Olur da bloğa yanlışlıkla iktidara yakın hanım ablalardan biri girer diyerekten Japonya taraflarından farklı bir türban modeli göstermek istedim.


Halay başı Meiko Kaji (Sol başta)

Du bi dakka! Gözüme kum kaçtı...


Kadının intikamı bile asil oluyor ne yalan söyleyeyim. (Açık vermemek adına manasız gelse de bu cümle, filmi seyretmiş olanlar ne demek istediğimi anlar diye umut etsem de her zamanki gibi emin olamıyorum)

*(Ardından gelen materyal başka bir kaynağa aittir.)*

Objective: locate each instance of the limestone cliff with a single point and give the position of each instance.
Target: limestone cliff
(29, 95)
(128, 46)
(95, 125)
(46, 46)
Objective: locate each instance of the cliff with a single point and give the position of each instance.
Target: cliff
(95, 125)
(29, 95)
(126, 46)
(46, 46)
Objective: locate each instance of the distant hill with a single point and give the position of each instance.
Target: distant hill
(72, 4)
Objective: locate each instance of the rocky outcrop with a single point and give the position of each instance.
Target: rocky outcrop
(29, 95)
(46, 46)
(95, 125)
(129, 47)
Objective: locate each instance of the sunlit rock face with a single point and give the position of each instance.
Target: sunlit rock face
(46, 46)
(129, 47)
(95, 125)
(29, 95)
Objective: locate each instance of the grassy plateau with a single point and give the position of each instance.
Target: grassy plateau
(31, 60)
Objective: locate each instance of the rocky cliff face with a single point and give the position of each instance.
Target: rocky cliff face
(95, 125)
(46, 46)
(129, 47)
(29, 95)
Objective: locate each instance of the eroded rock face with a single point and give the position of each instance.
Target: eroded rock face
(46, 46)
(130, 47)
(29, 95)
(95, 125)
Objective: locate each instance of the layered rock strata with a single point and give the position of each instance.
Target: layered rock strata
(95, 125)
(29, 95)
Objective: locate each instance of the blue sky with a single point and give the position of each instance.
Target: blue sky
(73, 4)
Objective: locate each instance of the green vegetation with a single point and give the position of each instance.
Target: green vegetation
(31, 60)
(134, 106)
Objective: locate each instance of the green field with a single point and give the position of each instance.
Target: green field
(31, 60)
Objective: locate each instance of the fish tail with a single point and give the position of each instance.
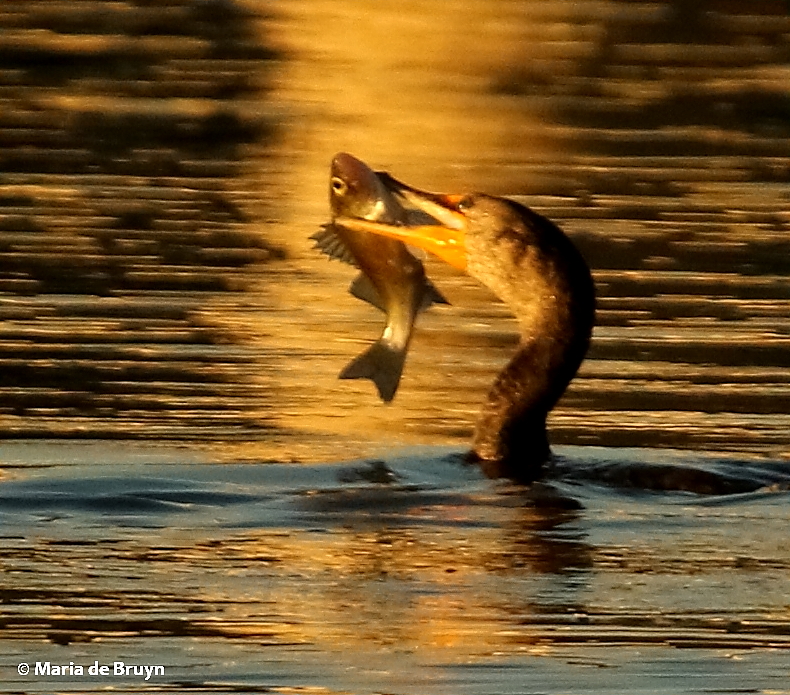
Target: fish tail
(382, 364)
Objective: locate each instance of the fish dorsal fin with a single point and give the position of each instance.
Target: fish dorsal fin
(328, 242)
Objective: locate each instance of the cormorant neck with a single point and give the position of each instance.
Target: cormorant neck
(538, 272)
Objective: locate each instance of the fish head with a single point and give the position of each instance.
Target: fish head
(355, 190)
(445, 235)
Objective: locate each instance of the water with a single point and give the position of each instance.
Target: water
(186, 483)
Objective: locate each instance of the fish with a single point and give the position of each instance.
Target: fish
(392, 278)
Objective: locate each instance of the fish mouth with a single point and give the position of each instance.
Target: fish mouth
(446, 239)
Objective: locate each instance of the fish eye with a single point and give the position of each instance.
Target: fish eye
(338, 186)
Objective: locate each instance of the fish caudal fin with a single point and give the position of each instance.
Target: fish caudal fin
(382, 364)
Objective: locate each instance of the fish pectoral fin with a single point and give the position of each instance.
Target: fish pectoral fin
(362, 288)
(382, 364)
(432, 296)
(329, 242)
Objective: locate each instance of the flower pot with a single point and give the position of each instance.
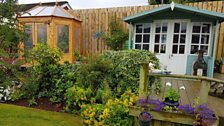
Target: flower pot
(144, 123)
(171, 103)
(144, 118)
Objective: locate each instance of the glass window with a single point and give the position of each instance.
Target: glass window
(179, 37)
(77, 38)
(142, 36)
(63, 37)
(41, 33)
(160, 38)
(200, 37)
(28, 44)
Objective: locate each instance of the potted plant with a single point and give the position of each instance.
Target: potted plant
(144, 118)
(172, 97)
(204, 116)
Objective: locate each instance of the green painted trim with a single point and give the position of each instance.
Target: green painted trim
(215, 46)
(183, 8)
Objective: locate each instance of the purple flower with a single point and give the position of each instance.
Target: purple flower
(187, 108)
(145, 116)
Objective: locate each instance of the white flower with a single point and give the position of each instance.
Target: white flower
(182, 88)
(168, 84)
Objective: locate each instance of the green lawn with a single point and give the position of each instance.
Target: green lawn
(11, 115)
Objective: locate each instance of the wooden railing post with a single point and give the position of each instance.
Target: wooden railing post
(143, 86)
(203, 97)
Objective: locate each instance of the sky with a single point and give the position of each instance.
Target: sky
(87, 4)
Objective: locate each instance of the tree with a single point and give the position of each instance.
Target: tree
(10, 36)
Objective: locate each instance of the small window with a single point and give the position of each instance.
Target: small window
(63, 37)
(77, 39)
(200, 37)
(142, 36)
(160, 38)
(179, 37)
(41, 33)
(29, 41)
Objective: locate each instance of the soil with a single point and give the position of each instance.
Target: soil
(42, 103)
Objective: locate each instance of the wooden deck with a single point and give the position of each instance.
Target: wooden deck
(187, 96)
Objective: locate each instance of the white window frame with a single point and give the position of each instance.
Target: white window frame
(142, 34)
(199, 44)
(154, 36)
(179, 36)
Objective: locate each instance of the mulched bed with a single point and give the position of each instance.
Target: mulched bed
(42, 103)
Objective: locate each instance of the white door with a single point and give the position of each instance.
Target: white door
(170, 45)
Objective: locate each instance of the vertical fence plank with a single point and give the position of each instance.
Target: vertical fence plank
(102, 19)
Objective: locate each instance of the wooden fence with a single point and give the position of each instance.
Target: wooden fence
(97, 20)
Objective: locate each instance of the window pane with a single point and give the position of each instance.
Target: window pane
(63, 38)
(205, 28)
(163, 49)
(204, 48)
(157, 38)
(77, 39)
(138, 38)
(137, 46)
(41, 33)
(164, 28)
(195, 39)
(175, 47)
(204, 39)
(146, 47)
(29, 41)
(158, 28)
(176, 27)
(146, 38)
(156, 48)
(181, 49)
(163, 39)
(138, 28)
(194, 49)
(183, 27)
(147, 28)
(182, 38)
(175, 38)
(196, 28)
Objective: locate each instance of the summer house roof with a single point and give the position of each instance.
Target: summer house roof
(40, 11)
(179, 10)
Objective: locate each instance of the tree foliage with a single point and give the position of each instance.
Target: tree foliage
(10, 36)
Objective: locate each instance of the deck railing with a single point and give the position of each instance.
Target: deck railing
(166, 118)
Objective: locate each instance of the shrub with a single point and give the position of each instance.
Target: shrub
(126, 68)
(115, 112)
(48, 77)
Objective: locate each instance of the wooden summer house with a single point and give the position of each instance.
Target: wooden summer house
(52, 25)
(176, 32)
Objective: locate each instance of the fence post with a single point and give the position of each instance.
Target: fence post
(203, 97)
(143, 86)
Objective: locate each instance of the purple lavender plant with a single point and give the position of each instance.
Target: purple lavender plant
(145, 116)
(205, 112)
(187, 108)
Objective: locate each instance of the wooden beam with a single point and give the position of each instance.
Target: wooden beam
(203, 97)
(143, 86)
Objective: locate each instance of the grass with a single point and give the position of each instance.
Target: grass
(11, 115)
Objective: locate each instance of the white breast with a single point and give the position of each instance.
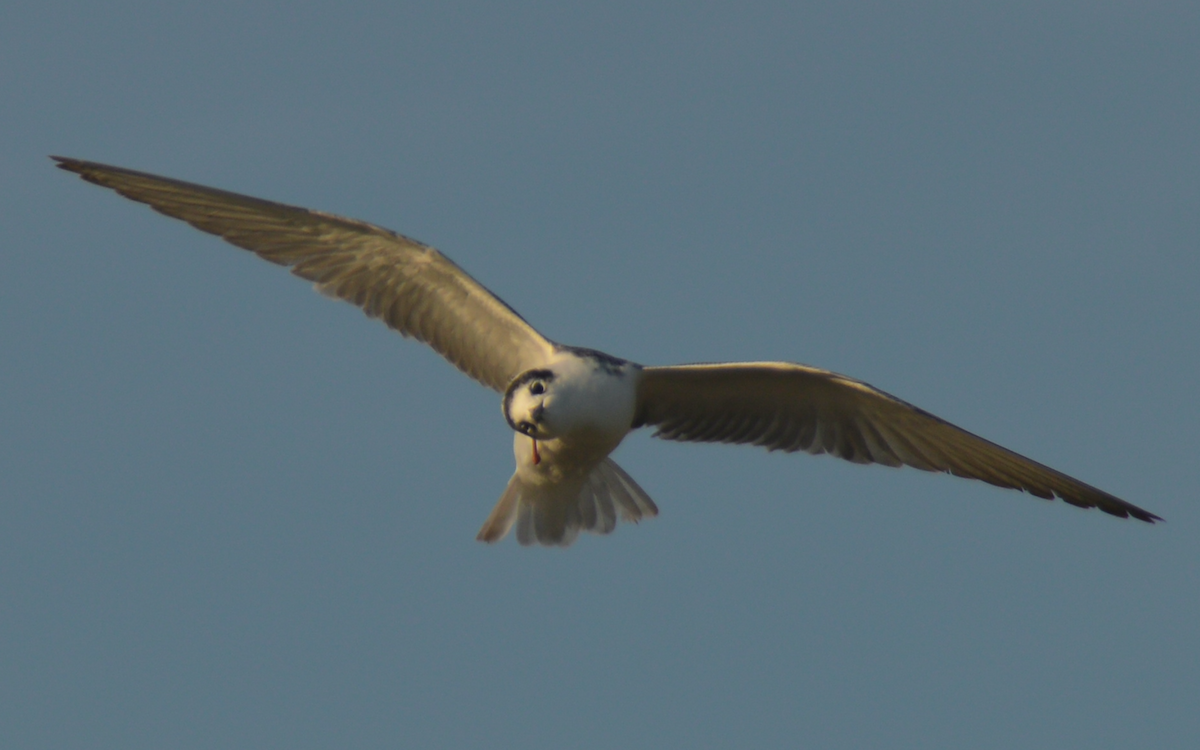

(Kelime, imla bilumum anlam hatası varsa affola. Maalesef düzeltemeyecğim. Yorgunum el insaf...)

11 yorum:

karakacak1953 dedi ki...

Slm Tuğba san
Japon filmden bahsettiniz.
Ama ben bu filmi izlemedim.
Üstelik yakuza ve kaidan ikisi bir araya gelmesi çok tuhaf.
Meiko Kaji'yi çok seviyorum.
Bugünlerde nedense ekranda görünmiyor kendisi.
Yönetmen Teruo İshii ise adını ilk defa duydum.
Siz yorgunsunuz .
İstirahat edeceksiniz.

Goddess Artemis dedi ki...

Shinobi-chan, bana hazırladığın filmler arasından ilk bunu izledim (bu arada, The Last Temptation of Christ hazır).

Meiko Kaji, her ne kadar bu filmde Darth Vader tarzı bir villain rolünde olsa da, hep hayranı olacağım bir aktris.

Kör kadına uyuz oldum, sonunda ise öcünü (her ne kadar oldukça zarif bir biçimde olsa da) almış olması sinir bozucuydu benim için.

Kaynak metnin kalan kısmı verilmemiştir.